Cardiovascular Outcomes Research Laboratories (CORELAB), University of California, Los Angeles, California, USA.
Department of Surgery, University of California, Los Angeles, California, USA.
Clin Transplant. 2024 Sep;38(9):e15438. doi: 10.1111/ctr.15438.
Frailty, a measure of physiological aging and reserve, has been validated as a prognostic indicator of mortality in patients with cirrhosis. However, large-scale analyses of the independent association of frailty with clinical and financial outcomes following liver transplantation (LT) are lacking.
Adults (≥18 years) undergoing LT were identified in the 2016-2020 National Readmissions Database. Frailty was defined using the binary Johns Hopkins Adjusted Clinical Groups frailty indicator. Multivariable linear and logistic regression models were developed to evaluate the independent association of frailty with in-hospital mortality, perioperative complications, and costs.

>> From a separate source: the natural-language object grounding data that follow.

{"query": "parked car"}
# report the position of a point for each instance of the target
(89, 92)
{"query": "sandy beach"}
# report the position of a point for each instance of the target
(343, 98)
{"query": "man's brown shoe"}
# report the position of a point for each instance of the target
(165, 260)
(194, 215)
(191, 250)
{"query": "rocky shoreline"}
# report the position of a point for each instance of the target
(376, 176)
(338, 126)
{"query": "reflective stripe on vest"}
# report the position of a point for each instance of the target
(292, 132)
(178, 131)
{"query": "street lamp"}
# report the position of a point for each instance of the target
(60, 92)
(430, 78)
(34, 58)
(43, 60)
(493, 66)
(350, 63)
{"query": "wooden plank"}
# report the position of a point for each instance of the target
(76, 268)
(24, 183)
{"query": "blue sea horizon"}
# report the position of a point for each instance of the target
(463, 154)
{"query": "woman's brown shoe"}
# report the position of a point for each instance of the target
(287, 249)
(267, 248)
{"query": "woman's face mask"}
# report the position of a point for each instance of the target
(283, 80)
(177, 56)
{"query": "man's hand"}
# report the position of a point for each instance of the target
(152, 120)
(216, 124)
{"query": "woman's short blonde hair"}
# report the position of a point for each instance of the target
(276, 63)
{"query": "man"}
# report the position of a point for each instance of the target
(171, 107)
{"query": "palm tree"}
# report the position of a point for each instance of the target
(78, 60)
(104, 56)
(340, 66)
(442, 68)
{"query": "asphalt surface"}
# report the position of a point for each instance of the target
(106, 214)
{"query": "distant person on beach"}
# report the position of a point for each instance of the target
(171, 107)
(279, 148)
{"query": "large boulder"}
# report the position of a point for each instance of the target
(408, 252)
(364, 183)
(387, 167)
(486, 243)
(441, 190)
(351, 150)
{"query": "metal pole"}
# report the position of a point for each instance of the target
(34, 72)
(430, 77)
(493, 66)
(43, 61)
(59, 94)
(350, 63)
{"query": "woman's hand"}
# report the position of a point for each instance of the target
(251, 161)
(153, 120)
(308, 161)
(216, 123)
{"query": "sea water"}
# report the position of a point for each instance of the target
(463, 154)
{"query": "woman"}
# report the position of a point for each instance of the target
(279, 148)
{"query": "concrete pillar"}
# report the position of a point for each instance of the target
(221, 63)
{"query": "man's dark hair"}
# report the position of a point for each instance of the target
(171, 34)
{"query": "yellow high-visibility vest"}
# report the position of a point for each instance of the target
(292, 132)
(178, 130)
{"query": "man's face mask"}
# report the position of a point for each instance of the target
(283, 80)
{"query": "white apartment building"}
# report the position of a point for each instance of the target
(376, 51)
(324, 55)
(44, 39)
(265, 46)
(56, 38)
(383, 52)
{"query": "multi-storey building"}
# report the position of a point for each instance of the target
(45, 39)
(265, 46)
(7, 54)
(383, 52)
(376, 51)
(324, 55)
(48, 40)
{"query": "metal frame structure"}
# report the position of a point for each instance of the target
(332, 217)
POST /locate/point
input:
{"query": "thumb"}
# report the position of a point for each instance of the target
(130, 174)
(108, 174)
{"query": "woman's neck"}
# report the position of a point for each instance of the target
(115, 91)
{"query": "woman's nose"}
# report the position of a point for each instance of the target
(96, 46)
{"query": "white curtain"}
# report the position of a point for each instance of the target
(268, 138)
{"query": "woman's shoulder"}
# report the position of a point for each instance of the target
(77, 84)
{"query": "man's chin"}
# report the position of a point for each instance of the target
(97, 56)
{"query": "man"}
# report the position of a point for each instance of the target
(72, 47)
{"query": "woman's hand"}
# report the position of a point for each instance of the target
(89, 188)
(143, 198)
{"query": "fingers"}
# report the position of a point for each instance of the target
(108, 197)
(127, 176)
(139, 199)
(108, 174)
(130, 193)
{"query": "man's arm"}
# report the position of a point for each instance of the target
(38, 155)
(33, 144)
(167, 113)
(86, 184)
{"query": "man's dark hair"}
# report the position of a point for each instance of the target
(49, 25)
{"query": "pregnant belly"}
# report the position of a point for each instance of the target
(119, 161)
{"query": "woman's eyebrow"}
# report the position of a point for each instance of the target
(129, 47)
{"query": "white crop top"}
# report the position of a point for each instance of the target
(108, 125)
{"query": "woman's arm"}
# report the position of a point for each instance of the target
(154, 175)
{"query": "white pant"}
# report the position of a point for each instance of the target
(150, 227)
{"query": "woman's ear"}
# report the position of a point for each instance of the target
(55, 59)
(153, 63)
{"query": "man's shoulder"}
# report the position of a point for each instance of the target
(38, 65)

Of an estimated 34 442 patients undergoing LT, 8265 (24%) were frail. After adjustment, frailty was associated with greater odds of mortality (adjusted odds ratio [AOR] 1.80; 95% Confidence Interval [CI]: 1.49-1.18), postoperative length of stay (β + 11 days; 95% CI: +10, +12), and hospitalization costs (+$86 880; 95% CI: +75 660, +98 100), as well as a two-fold increase in relative risk of nonhome discharge (AOR 2.17, 95% CI: 1.90-2.49).
Frailty is associated with an increased risk of in-hospital mortality, complications, and resource utilization among LT recipients. As the proportion of frail LT patients continues to rise, our findings underscore the need for novel risk-stratification and individualized care protocols for such vulnerable patients.
衰弱是衡量生理衰老和储备能力的指标,已被验证可作为预测肝硬化患者死亡率的指标。然而,缺乏关于衰弱与肝移植(LT)后临床和经济结局的独立相关性的大规模分析。
在 2016 年至 2020 年国家再入院数据库中确定接受 LT 的成年人(≥18 岁)。使用二进制约翰霍普金斯调整临床组衰弱指标来定义衰弱。采用多变量线性和逻辑回归模型来评估衰弱与住院内死亡率、围手术期并发症和成本的独立相关性。
在估计接受 LT 的 34442 例患者中,8265 例(24%)衰弱。调整后,衰弱与更高的死亡率相关(调整后的优势比 [AOR] 1.80;95%置信区间 [CI]:1.49-1.18)、术后住院时间(β+11 天;95% CI:+10,+12)和住院费用(+$86880;95% CI:+75660,+98100),以及非家庭出院的相对风险增加两倍(AOR 2.17,95% CI:1.90-2.49)。
衰弱与 LT 受者住院内死亡率、并发症和资源利用增加相关。随着衰弱 LT 患者的比例继续上升,我们的发现强调了为这些脆弱患者制定新的风险分层和个体化护理方案的必要性。